Reactive Programming & WebFlux
Reactive is not "async for free"—it's a programming model built on non-blocking I/O, stream composition, and backpressure. Spring WebFlux brings that model to HTTP with Mono and Flux, while Java 21 virtual threads reshaped when you actually need it.
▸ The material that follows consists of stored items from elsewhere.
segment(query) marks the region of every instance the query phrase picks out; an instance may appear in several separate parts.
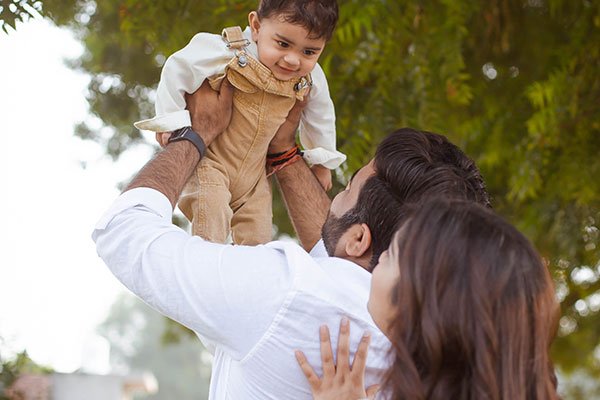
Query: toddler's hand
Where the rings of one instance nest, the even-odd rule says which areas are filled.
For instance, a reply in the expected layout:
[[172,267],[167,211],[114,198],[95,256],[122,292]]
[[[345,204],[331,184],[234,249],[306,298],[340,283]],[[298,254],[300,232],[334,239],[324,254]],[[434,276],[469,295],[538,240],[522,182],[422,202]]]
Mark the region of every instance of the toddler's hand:
[[169,143],[171,132],[156,132],[156,141],[160,144],[160,147],[165,147]]
[[321,186],[323,186],[323,189],[325,189],[326,192],[331,190],[331,187],[333,186],[331,181],[331,170],[322,165],[313,165],[310,169]]

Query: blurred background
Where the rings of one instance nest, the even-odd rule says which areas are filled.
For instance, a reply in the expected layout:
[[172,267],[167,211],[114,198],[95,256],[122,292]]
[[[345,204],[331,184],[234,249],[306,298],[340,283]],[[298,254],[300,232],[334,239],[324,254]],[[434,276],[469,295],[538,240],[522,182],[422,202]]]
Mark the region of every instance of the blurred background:
[[[448,136],[553,272],[561,393],[600,399],[600,2],[338,2],[320,59],[348,155],[331,195],[391,130]],[[210,355],[126,293],[90,234],[157,150],[132,123],[166,57],[257,3],[0,0],[0,399],[206,398]],[[278,199],[274,223],[293,235]]]

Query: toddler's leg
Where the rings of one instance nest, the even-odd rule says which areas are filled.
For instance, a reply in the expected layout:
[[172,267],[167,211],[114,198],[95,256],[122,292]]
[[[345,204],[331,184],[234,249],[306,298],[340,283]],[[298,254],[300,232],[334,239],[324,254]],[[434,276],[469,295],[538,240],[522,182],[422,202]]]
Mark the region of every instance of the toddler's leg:
[[272,240],[272,202],[271,185],[263,175],[254,189],[233,205],[231,230],[235,244],[251,246]]
[[226,177],[201,163],[186,183],[179,208],[192,222],[192,234],[214,243],[226,243],[233,212]]

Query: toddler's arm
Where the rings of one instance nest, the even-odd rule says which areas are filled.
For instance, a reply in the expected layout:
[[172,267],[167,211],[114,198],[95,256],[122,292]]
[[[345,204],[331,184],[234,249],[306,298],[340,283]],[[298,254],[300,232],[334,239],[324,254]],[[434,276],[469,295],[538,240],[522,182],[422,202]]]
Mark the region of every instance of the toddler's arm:
[[198,33],[165,62],[156,90],[156,116],[134,125],[157,132],[156,139],[161,145],[169,135],[160,132],[190,126],[185,94],[194,93],[207,77],[222,73],[232,56],[220,35]]
[[329,96],[327,79],[319,64],[311,76],[313,87],[300,120],[300,143],[309,164],[331,170],[339,167],[346,156],[336,149],[335,109]]

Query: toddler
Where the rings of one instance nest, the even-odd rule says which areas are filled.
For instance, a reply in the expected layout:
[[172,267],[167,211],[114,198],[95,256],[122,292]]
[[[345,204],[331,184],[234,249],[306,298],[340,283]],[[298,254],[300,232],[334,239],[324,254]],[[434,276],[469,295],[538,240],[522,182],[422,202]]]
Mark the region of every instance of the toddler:
[[333,102],[317,60],[337,19],[336,0],[261,0],[244,31],[198,33],[167,59],[156,116],[135,123],[157,132],[163,146],[168,132],[191,126],[186,92],[195,92],[205,79],[213,89],[223,79],[234,86],[231,123],[211,143],[179,199],[194,235],[224,243],[231,234],[244,245],[271,240],[267,149],[296,100],[308,98],[299,128],[303,157],[321,184],[331,186],[330,170],[346,156],[336,150]]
Reactive programming concepts
Reactive systems handle many concurrent I/O operations with a small thread pool by never blocking on I/O. Spring WebFlux sits on Project Reactor (Reactive Streams implementation) and Netty—not a separate language, but a different way to compose asynchronous pipelines.
The Reactive Manifesto
Four traits define reactive systems—not every trait requires WebFlux, but together they explain the design goals:
| Trait | Meaning in practice |
|---|---|
| Responsive | Consistent, low-latency responses under load; users perceive the system as always available |
| Resilient | Failure is contained and recovered—timeouts, retries, circuit breakers, isolation |
| Elastic | Scales up/down with demand without thread explosion; work is scheduled, not pinned to threads |
| Message-driven | Components communicate via async messages (events, streams) with explicit flow control |
flowchart LR C[Client] -->|HTTP request| W[WebFlux / Netty] W -->|Mono/Flux| S[Service layer] S -->|non-blocking| DB[(R2DBC / driver)] S -->|WebClient| API[External API] W -->|backpressure| C
Backpressure — the key differentiator
In imperative code, a fast producer can overwhelm a slow consumer—buffers grow until OOM. Reactive Streams define a subscription contract: the subscriber signals how many items it can handle (request(n)), and the publisher respects that limit.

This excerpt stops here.